The Medieval Data Center

The Medieval Data Center

The Medieval Data CenterJust saw that Google has an alligator “guarding” its South Carolina facility. Now folks, that’s some change that we can believe in. Sure its just one lonely gator for now, but I think these guys are on to something. Google, of course, is denying that this is a purposeful move. They’re saying the alligator just moved into one of its rainwater collection ponds—talk about your green initiatives—and this has nothing to do with data center security. I say, boys don’t hide your light under a bushel. This is the kind of innovative thinking that this industry has been dying for. If you’re like me, and I know many of you are, you have become a little jaded regarding what passes for big new ideas in our industry—Cloud! Big Data! Green! Modular! blah, blah, blah. But going back to the time of knights and castles for new security solutions, that’s some out of the box thinking.

Let’s take just a moment to think about the ramifications of what this can mean for data centers. I think whole new vistas just opened up to us. Using carnivorous creatures to safeguard facilities is the perfect way to provide eco-friendly solutions while deterring unauthorized access. If I’m trying to gain entry to someone’s data center am I more worried about some silly thumb scanner or a twelve-foot reptile that could chew my face off? Is there really even a choice? And doesn’t everyone love water front property? Of course they do, and nothing says waterfront like your very own moat. This also presents us with the ability to bring back the old drawbridge, an architectural feature I believe, whose return has been long overdue. This would give new meaning to the phrase “gated access”.

This whole new medieval security trend also offers data center designers a wealth of new design options. Don’t want a moat? Try a den of ferocious animals instead. I’ve always been a tigers and pit man myself. The possibilities are endless. And animals work cheap. No more paying for that security guard dozing off by the loading dock. Just toss Simba some raw meat and you’re good to go. And if that wasn’t enough, we can’t overlook the aesthetic alternatives that this new security paradigm offers us.

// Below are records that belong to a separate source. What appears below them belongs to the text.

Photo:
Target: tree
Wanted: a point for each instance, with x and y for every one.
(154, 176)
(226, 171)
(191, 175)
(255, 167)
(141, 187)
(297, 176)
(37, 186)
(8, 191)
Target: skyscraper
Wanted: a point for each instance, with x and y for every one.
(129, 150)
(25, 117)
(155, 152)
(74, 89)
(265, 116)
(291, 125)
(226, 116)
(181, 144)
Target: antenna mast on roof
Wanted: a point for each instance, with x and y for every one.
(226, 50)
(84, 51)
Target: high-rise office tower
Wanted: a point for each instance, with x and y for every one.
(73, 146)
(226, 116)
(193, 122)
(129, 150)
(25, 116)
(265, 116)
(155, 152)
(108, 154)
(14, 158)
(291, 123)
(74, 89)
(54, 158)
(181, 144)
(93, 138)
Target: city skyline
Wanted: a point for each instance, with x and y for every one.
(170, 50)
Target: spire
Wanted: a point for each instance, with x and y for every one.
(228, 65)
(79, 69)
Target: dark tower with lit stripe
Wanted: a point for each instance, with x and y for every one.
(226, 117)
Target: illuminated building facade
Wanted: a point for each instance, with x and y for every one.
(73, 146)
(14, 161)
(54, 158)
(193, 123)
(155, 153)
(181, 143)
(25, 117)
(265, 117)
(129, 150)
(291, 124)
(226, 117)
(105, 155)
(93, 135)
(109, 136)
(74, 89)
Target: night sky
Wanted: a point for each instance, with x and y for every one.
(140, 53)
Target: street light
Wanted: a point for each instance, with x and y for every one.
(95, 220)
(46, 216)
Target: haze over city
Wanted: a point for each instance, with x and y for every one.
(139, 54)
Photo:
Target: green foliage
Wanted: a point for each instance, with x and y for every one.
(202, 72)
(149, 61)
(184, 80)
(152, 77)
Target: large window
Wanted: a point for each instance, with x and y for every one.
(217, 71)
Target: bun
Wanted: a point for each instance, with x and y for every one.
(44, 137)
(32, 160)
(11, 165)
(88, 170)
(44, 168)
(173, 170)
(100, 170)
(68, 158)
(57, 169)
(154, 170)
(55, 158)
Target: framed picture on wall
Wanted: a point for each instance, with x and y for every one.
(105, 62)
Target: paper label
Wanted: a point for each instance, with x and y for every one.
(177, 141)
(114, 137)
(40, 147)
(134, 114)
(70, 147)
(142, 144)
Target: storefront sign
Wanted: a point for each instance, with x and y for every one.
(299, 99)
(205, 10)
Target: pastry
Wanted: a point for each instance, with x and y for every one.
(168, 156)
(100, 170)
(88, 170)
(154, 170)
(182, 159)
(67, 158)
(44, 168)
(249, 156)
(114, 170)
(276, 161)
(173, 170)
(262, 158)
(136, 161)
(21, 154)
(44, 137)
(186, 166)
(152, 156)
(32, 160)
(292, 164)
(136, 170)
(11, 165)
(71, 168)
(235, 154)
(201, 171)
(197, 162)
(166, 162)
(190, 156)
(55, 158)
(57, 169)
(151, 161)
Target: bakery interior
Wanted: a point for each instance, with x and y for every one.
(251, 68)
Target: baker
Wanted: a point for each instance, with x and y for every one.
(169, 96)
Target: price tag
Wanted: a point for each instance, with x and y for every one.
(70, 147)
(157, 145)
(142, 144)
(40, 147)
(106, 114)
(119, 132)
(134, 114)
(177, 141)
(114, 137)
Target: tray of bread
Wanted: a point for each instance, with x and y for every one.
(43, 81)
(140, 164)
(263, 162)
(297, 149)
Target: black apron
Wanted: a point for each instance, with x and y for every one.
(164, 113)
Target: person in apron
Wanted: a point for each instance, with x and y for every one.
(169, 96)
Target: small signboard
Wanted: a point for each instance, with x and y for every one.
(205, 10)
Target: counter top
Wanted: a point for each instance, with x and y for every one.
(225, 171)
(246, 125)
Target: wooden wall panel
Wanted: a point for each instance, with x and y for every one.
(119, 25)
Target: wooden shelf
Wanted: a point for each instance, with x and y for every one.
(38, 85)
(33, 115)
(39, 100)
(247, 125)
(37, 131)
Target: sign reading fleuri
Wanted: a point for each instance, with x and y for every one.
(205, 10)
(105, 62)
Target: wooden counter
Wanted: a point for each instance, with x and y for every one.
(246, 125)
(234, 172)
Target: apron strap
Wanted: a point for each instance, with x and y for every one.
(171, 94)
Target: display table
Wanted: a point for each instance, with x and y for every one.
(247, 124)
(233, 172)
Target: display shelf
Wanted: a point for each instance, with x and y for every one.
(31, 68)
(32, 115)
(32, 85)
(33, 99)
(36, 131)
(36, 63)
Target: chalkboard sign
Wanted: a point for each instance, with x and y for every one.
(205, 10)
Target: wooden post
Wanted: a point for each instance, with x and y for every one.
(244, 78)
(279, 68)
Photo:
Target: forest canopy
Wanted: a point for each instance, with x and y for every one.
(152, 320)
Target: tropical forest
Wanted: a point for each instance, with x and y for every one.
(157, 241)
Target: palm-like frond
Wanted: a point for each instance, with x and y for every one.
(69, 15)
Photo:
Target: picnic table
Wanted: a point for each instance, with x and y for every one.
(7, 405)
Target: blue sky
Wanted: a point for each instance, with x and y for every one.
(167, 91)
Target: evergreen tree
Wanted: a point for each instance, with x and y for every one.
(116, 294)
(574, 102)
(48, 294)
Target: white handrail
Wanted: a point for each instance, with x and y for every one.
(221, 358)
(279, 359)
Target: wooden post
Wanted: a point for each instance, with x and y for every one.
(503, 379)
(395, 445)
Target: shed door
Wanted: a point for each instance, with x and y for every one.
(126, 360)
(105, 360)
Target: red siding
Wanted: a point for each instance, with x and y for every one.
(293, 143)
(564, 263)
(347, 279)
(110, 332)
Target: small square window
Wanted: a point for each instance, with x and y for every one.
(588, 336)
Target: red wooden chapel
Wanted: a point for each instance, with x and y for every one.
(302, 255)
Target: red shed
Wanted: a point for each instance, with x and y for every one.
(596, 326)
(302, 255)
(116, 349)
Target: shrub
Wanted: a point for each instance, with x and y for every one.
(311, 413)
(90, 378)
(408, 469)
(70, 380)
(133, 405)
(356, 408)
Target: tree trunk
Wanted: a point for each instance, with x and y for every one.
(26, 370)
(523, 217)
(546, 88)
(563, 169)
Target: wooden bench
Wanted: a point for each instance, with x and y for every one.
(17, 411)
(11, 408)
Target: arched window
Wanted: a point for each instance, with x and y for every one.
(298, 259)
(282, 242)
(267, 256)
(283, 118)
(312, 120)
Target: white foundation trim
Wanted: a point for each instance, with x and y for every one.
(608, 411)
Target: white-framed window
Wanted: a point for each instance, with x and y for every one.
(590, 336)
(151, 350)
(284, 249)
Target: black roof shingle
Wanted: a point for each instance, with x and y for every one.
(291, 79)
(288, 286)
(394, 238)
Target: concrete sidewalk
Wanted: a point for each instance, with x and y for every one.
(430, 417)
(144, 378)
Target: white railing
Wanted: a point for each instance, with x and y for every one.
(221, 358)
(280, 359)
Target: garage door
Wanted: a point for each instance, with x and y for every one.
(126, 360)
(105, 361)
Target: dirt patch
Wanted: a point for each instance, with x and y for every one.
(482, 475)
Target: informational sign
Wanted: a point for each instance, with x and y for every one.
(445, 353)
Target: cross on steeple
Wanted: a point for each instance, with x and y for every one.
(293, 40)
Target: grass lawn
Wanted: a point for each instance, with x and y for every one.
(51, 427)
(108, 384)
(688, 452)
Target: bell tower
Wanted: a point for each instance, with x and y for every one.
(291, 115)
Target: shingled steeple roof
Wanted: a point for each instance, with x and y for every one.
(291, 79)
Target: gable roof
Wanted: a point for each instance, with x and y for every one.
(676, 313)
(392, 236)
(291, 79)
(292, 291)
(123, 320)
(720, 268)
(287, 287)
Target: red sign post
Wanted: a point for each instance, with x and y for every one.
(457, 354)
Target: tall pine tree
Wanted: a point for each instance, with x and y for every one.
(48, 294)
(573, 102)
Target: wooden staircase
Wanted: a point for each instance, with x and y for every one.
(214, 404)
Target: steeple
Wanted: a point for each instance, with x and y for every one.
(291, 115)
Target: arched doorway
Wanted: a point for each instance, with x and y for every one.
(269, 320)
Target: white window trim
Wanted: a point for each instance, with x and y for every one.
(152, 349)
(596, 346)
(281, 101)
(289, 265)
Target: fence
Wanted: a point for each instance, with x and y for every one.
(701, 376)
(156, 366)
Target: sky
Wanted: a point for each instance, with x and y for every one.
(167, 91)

Let’s admit it, most data centers look pretty much the same. But can you imagine a data center with those turret towers on each corner—maybe even with archers perched on each one? The prospect of getting thumped in the chest by an arrow is certainly going to deter even the most determined curiosity seeker. And what about catapults? Those things are just plain cool. History is funny sometimes. You think firing flaming balls of hay or giant rocks at potential intruders is just the fond reminiscence of some bygone era, and, suddenly, everywhere you look it’s catapulting, catapulting, catapulting.

I’m sure by now you’re all as thrilled by this data center breakthrough as I am. Let’s embrace this innovation for the creative opportunity that it is. Dare to dream because I don’t think we’re at the stage that we can say any idea is a bad one. Even from a news perspective, the prospects are exciting. Instead of having to read drivel like the “Five Fundamental Rules for a Greener Data Center”, we can look forward to fascinating fare like “How Frank Zappa Inspired Me to Use Flesh Ripping Weasels to Guard My New Data Center”. Boy, I can’t wait, and I bet you can’t either. So now if you’ll excuse me, I have a vat of oil to start boiling.